GIBSON: I’m not a highly educated person as far as books, but it doesn’t take a highly educated person to go out there and look and see that what they’re doing is wrong. It’s devastation to all humanity. If it’s not good for me, how can it be good for anyone else? I spoke two years ago in Blacksburg, Virginia at a nuclear physicists conference. They invited me to come in and talk about alternative energy. The guy who was the head of the conference got up to kick it off and he said that “it is acceptable collateral damage that we should lose some people so others can live in the comfort they’re used to living in.”My people, collateral damage? No sir. My people are not collateral damage. I for damn sure am not collateral damage. I’m not settling for that.
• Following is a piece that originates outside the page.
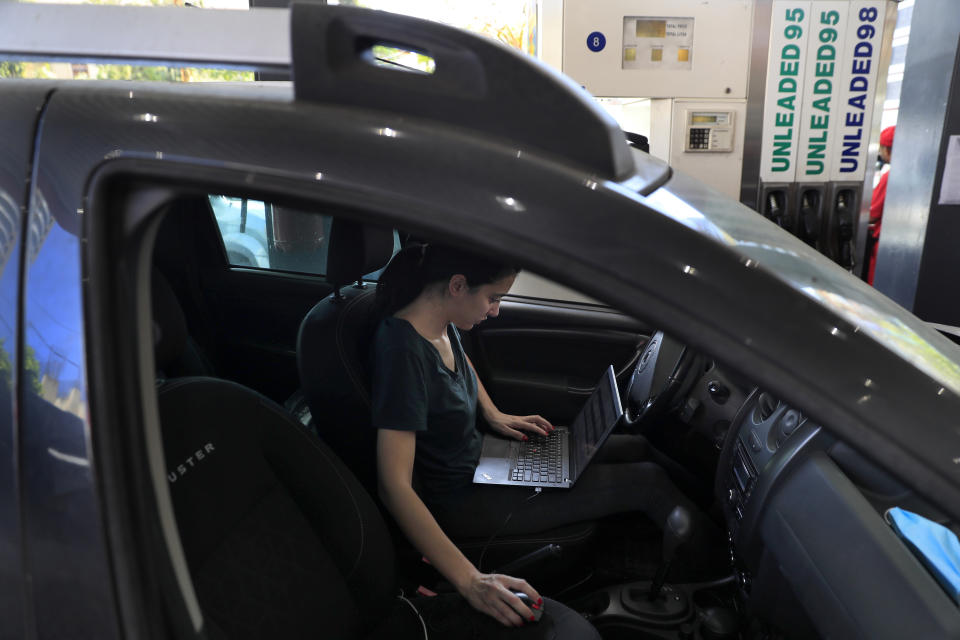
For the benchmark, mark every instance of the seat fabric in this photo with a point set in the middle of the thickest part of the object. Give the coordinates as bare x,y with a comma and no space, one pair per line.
280,538
282,541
These are good, kind souls. Even the people doing the work in the mine sites. They’re just put in the position where they’re damned if they do, damned if they don’t. Like one of my cousins said, “They give you a job, they tell you it’s going to kill you, but what do you do if you don’t work?”At the end, the rich get richer, and the poor get killed.
BRO: How is it that you’re able to continue?
GIBSON: I’ve been asked this question a lot lately. I’ve been shot at and everything. I’ve seen a lot of violence, trying to hold on. The one thing I try to tell my people is if you give up the fact that you’re right, then you choose to lose. You beat yourself. When I was a boy getting ready for a fight, and I’d say to myself, “I’m going to get whooped for sure.”And I’d get whooped for sure. You know what changed for me? When I got really, really angry. I fought back really hard and I thought I had a chance. The whole fact is, I’m right in this, in what I’m doing, and I’m trying to set an example for my people. I’m trying to break this thing they call “being content with life.”Don’t sit there and let it happen to you. If you sit there and let it happen to you then you’re part of the problem. Get up and change it. I know that one day I’ll lose my life for what I believe in. But I’d rather lose it for something I believe in than just sit and let it happen. My mother gave me birth; this land gives me life.

MOVING FORWARD
Gibson managed to save his beloved parcel when he established it as land trust. And now his tiny green island, surrounded by 12,000 acres of biologically barren moonscape, is protected for generations to come, never to be sold to Massey Energy or anyone else wishing to suck the life out of it. Sadly, there’s little hope for the scarred earth that daily swells closer and closer to his property line. In total, there are 187,000 endangered acres surrounding Gibson’s property, whether operating as active mountaintop removal sites or waiting in line for the dozer to see them next. But this man, short as he may be, with his third-grade education and heart of gold, refuses to give up the fight.